Friday, November 18, 2011

thanksgiving!!!!

Can you beilive it? Thanksgiving already!! Here are some recipes that you will "thank" me for !!

Rosemary Roasted Turkey


Ingredients

3/4 cup olive oil
  • 3 tablespoons minced garlic
  • 2 tablespoons chopped fresh rosemary
  • 1 tablespoon chopped fresh basil
  • 1 tablespoon Italian seasoning
  • 1 teaspoon ground black pepper
  • salt to taste
  • 1 (12 pound) whole turkey

Directions

  1. Preheat oven to 325 degrees F (165 degrees C).
  2. In a small bowl, mix the olive oil, garlic, rosemary, basil, Italian seasoning, black pepper and salt. Set aside.
  3. Wash the turkey inside and out; pat dry. Remove any large fat deposits. Loosen the skin from the breast. This is done by slowly working your fingers between the breast and the skin. Work it loose to the end of the drumstick, being careful not to tear the skin.
  4. Using your hand, spread a generous amount of the rosemary mixture under the breast skin and down the thigh and leg. Rub the remainder of the rosemary mixture over the outside of the breast. Use toothpicks to seal skin over any exposed breast meat.
  5. Place the turkey on a rack in a roasting pan. Add about 1/4 inch of water to the bottom of the pan. Roast in the preheated oven 3 to 4 hours, or until the internal temperature of the bird reaches 180 degrees F (80 degrees C).

Spice cake

Ingredients

  • 2 1/2 cups bleached all-purpose flour
  • 1/4 cup cornstarch
  • 4 teaspoons baking powder
  • 1/2 teaspoon salt
  • 2 teaspoons ground ginger
  • 1 teaspoon ground cinnamon
  • 1/2 teaspoon ground nutmeg
  • 1/2 teaspoon ground allspice
  • 1/2 teaspoon ground cloves
  • 1 cup milk
  • 3 large eggs
  • 2 teaspoons vanilla extract
  • 1 cup unsalted butter, softened until easily spreadable
  • 2 cups dark brown sugar

Directions

  1. Adjust oven rack to middle position and heat oven to 350 degrees. Grease and lightly flour a metal or disposable foil 9-by-13-inch pan. Whisk dry ingredients and spices in a large bowl. Mix milk, eggs and vanilla extract in a 2-cup measuring cup.
  2. Beat softened butter into dry ingredients, first on low, then medium, until mixture forms pebble-sized pieces. Add about 1/3 of the milk mixture and beat on low until smooth. Add remaining milk mixture in two stages; beat on medium speed until batter is just smooth.

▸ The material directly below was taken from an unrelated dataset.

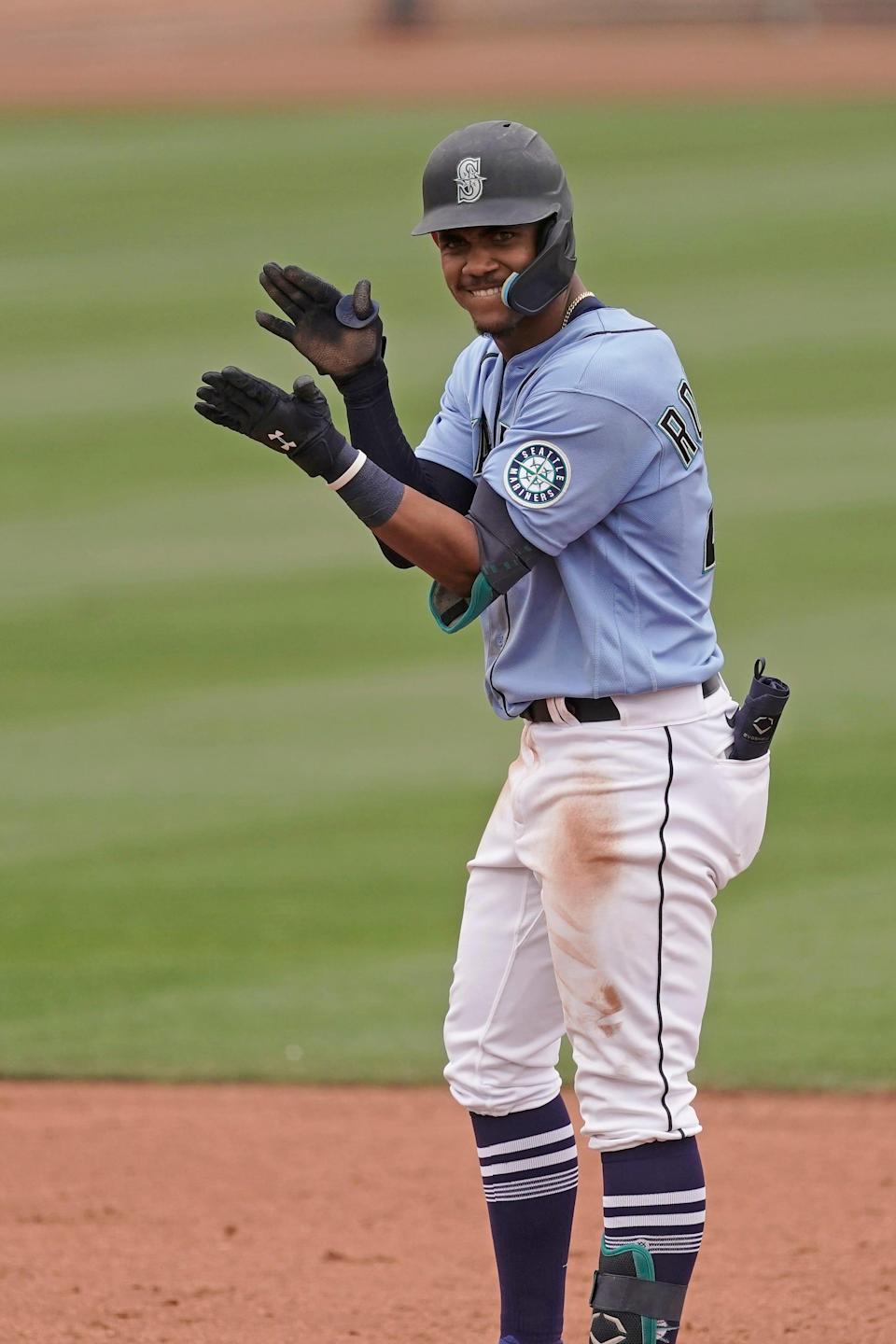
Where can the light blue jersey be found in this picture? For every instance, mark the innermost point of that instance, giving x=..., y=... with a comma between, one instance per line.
x=594, y=441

Add the sugar; beat until just incorporated, about 30 seconds. Pour batter into cake pan.
  3. Bake until a cake tester or toothpick inserted into the cake's center comes out clean, about 40 minutes. Set pan on a wire rack; let cool for 5 minutes. Run a knife around the pan perimeter and turn cake onto rack. Let cool.